DeVane
Lecture Series - One Enduring Idea, Fifteen Revealing
Perspectives
January
9 - May 1, 2001
The
lecture course at the core of Democratic Vistas is a
for-credit Yale College course that is open to the public.
The lectures and associated discussions will be available
on the internet two days after they take place. Presided
over by the Dean of the Law School, Tony Kronman, and
featuring fifteen members of Yale's faculty, drawn from
eleven different schools or departments, the series
addresses topics such as the character of democratic
citizenship, the implications of science and technology,
the impact on democracy of education and the market,
the compatibility of democratic practices with the claims
of religion and the family, and the barriers to achieving
greater equality among citizens.
Dean
Kronman notes that "the Tercentennial DeVane Lectures
seek to promote the spirit of shared intellectual engagement,
transcending the boundaries of disciplines and methods,
that has always been a vital part of Yale.
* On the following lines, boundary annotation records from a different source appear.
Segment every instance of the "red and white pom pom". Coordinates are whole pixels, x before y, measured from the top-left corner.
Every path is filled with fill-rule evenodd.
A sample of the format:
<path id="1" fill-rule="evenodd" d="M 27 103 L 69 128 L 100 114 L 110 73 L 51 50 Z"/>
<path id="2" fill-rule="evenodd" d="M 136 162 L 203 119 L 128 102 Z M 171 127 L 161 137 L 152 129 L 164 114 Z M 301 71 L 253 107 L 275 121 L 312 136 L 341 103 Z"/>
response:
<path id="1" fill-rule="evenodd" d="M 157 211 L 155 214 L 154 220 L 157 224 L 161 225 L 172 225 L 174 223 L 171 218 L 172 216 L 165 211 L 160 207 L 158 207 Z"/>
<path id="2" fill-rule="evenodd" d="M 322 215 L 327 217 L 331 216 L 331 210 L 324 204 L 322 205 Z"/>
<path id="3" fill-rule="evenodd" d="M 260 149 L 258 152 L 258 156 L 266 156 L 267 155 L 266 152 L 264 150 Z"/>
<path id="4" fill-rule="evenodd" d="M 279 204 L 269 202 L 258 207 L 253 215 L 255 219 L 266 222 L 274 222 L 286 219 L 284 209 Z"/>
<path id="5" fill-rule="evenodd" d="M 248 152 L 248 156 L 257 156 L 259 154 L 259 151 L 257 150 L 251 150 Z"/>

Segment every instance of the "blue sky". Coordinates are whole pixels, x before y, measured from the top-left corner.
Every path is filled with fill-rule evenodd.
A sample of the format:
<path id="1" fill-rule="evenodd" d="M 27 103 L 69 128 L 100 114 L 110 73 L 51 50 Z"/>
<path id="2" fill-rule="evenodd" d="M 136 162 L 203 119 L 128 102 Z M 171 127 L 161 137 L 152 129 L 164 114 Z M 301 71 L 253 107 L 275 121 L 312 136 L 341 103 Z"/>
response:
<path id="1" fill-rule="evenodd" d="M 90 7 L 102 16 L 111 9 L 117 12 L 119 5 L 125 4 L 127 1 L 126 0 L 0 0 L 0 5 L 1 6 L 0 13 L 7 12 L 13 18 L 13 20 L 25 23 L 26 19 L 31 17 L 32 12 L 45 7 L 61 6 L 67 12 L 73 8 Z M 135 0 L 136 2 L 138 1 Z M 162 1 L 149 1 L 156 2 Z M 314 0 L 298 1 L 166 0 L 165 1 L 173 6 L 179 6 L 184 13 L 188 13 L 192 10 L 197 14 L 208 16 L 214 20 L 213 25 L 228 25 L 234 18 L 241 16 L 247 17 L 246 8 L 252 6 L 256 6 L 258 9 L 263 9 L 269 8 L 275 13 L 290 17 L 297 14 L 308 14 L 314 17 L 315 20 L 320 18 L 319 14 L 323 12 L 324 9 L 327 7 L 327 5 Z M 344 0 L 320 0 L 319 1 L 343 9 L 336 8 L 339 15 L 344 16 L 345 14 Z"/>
These lectures
offer the wider world an opportunity to hear a number
of Yale's leading scholars reflect on a subject that
touches us all: the American experiment in democracy,
which for 300 years has formed the background to Yale's
grand adventure."
Lectures
took place every Tuesday at 4 p.m., starting on January
9th. On Thursdays at 4, Dean Kronman moderated a discussion
with the lecturer of the topic for the week and its
relationship to the themes of the course as a whole.